In just a few decades, the international community has witnessed a string of successes in the field of global health. Polio cases have declined 99 percent in the past 25 years due to expanded vaccine access. In the same period, child mortality rates have been halved. Thanks to antiretrovirals, an HIV diagnosis today is no longer a death sentence.

But focusing exclusively on these successes masks some vexing failures. Although effective treatments exist, neglected tropical diseases still affect more than one billion people annually, and tuberculosis alone claimed 1.5 million lives in 2018. Only two years after the end of the West Africa Ebola epidemic, which claimed more than 11,000 lives by 2016, public health authorities were once again faced with a sprawling Ebola epidemic in the Democratic Republic of Congo. The new coronavirus, responsible for COVID-19, has already killed more people than the previous respiratory epidemics SARS and MERS combined.

Why, despite often having affordable and effective treatments available, do we still struggle to address these and other diseases? Development agencies and global health researchers commonly focus on financing shortages while arguing that the solution lies in finding more money.

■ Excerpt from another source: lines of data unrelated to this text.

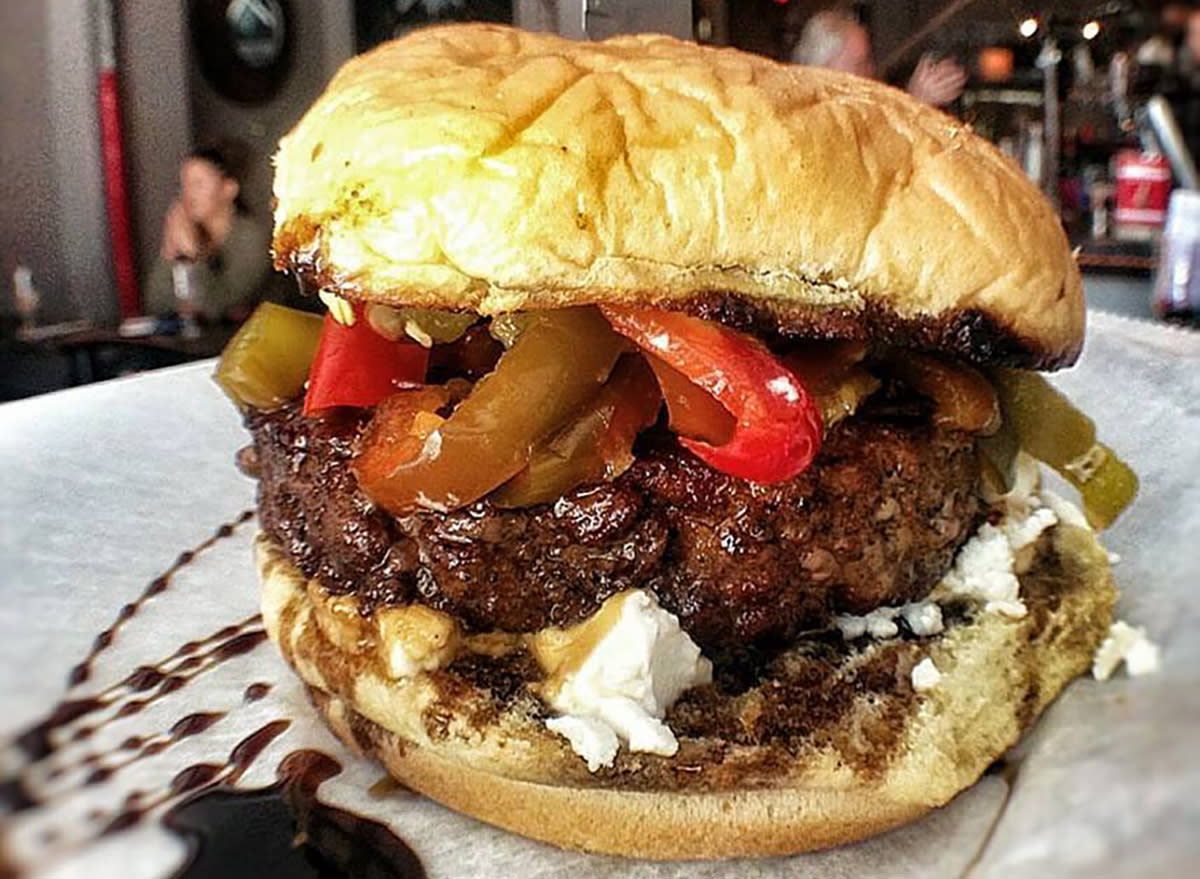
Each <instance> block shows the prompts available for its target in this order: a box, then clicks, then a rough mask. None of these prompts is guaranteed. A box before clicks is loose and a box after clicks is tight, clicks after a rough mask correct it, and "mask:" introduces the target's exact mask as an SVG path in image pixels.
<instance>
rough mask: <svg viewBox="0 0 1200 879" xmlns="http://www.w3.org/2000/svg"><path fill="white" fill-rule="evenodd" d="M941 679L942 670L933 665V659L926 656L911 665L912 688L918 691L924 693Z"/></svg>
mask: <svg viewBox="0 0 1200 879" xmlns="http://www.w3.org/2000/svg"><path fill="white" fill-rule="evenodd" d="M941 680H942V672H941V671H938V670H937V666H936V665H934V660H932V659H930V658H929V657H928V656H926V657H925V658H924V659H922V660H920V662H919V663H917V664H916V665H913V666H912V688H913V689H914V690H917V692H918V693H926V692H929V690H931V689H932V688H934V687H936V686H937V684H938V683H940V682H941Z"/></svg>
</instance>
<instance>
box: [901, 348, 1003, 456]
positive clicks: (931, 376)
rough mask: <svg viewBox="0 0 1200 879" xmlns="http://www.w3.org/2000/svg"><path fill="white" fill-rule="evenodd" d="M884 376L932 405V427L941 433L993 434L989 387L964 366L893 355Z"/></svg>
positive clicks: (996, 412)
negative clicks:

While more funding and new technologies are certainly important, they represent only part of the solution.

We contend that not enough attention is placed on one critical blind spot of the global health community: the practice of leadership. Specifically, the Adaptive Leadership Framework (ALF), a tool developed and widely used to address a diverse range of persistent social problems, can help catalyze progress in global health. It offers a nontraditional conceptualization of leadership that will help the global health community to better characterize the challenges it faces and to craft solutions to address them.